You see that “ANY_ERRORS” at the end? In MS SQL we can’t reference a computed column from another computed column so we need to do an update ourselves:

UPDATE FILE_STAGING
    SET ANY_ERRORS = 1
WHERE (FIRST_NAME_IS_NULL + SECOND_NAME_IS_NULL + DOB_IS_NULL + CLASS_IS_NULL + DOB_IS_NOT_DATE + CLASS_IS_INVALID) > 0

We could just include the where with our select but why make life harder for ourselves, saving a millisecond of processing time and making it harder for ourselves to debug it is a waste of time and money:

INSERT INTO DESTINATION_TABLE
SELECT * FROM FILE_STAGING 
    WHERE
    (FIRST_NAME_IS_NULL + SECOND_NAME_IS_NULL + DOB_IS_NULL + CLASS_IS_NULL + DOB_IS_NOT_DATE + CLASS_IS_INVALID) > 0

Ok, maybe you could create a view or something, i’m not your mum do what you want.
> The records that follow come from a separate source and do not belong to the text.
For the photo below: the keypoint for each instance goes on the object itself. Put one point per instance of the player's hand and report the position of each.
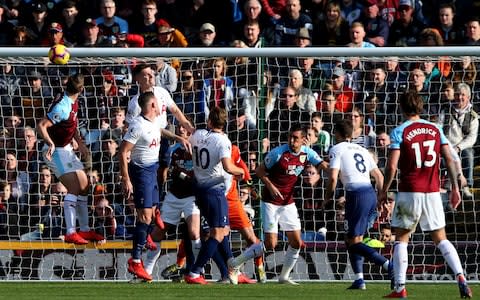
(127, 188)
(84, 152)
(49, 153)
(186, 144)
(455, 198)
(275, 192)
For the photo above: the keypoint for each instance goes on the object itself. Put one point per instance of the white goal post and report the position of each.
(27, 253)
Now remember to be flexible, in some cases such as where we have a lot of possible values a column could be, we might want to have a separate lookup rather than a long ugly constraint:

UPDATE FILE_STAGING 
    SET CLASS_IS_INVALID = 1 
WHERE
    CLASS NOT IN (SELECT CLASS FROM VALID_CLASSES)
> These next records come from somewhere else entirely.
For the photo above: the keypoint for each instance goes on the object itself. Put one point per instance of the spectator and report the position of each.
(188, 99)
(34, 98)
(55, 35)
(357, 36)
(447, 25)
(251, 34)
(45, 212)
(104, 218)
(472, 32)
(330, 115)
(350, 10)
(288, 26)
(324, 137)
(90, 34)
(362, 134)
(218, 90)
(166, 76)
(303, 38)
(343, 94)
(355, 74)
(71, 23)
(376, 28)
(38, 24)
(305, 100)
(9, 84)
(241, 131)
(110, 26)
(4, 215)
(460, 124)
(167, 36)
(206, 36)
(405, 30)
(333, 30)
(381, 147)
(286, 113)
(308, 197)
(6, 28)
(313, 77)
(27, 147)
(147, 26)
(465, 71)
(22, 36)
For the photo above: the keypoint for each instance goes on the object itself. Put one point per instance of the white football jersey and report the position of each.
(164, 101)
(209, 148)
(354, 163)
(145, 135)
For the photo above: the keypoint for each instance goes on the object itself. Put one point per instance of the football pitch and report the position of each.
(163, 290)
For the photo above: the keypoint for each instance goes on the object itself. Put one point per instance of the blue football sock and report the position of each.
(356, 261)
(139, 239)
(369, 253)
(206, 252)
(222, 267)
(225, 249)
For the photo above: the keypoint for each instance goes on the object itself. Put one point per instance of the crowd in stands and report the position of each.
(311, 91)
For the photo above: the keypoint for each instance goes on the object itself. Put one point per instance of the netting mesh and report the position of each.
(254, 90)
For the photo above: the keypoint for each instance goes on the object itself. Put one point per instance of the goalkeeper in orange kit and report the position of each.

and use a default on the original table for that column:

CREATE TABLE FILE_STAGING(
    FILE_IMPORT_ID INT IDENTITY(1,1) NOT NULL,
    FIRST_NAME NVARCHAR(MAX) NULL,
    SECOND_NAME NVARCHAR(MAX) NULL,
    DOB NVARCHAR(MAX) NULL,
    CLASS NVARCHAR(MAX) NULL,
    FIRST_NAME_IS_NULL AS (CASE ISNULL(FIRST_NAME, N'ISNULL') WHEN N'ISNULL' THEN 1 ELSE 0 END),
    SECOND_NAME_IS_NULL AS (CASE ISNULL(SECOND_NAME, N'ISNULL') WHEN N'ISNULL' THEN 1 ELSE 0 END),
    DOB_IS_NULL AS (CASE ISNULL(DOB, N'ISNULL') WHEN N'ISNULL' THEN 1 ELSE 0 END),
    CLASS_IS_NULL AS (CASE ISNULL(CLASS, N'ISNULL') WHEN N'ISNULL' THEN 1 ELSE 0 END),
    DOB_IS_NOT_DATE AS (CASE ISNULL(TRY_CONVERT(DATE, DOB), '1900-01-01') WHEN '1900-01-01' THEN 1 ELSE 0 END),
    /*  Look Here VV     */
    CLASS_IS_INVALID INT NOT NULL DEFAULT (0),

    ANY_ERRORS INT NULL 
)

Whether we default to the class being valid or invalid and then update valid or invalid depends on whether we normally expect them to be valid not not, generally try to update as few rows as possible but unless you are dealing with unreasonably large amounts of data, it probably doesn’t matter.

There you go, when writing data import code from semi-structured into something more structured here are some approaches to make the data a little bit easier to debug, hope it helps and would love to hear what you do!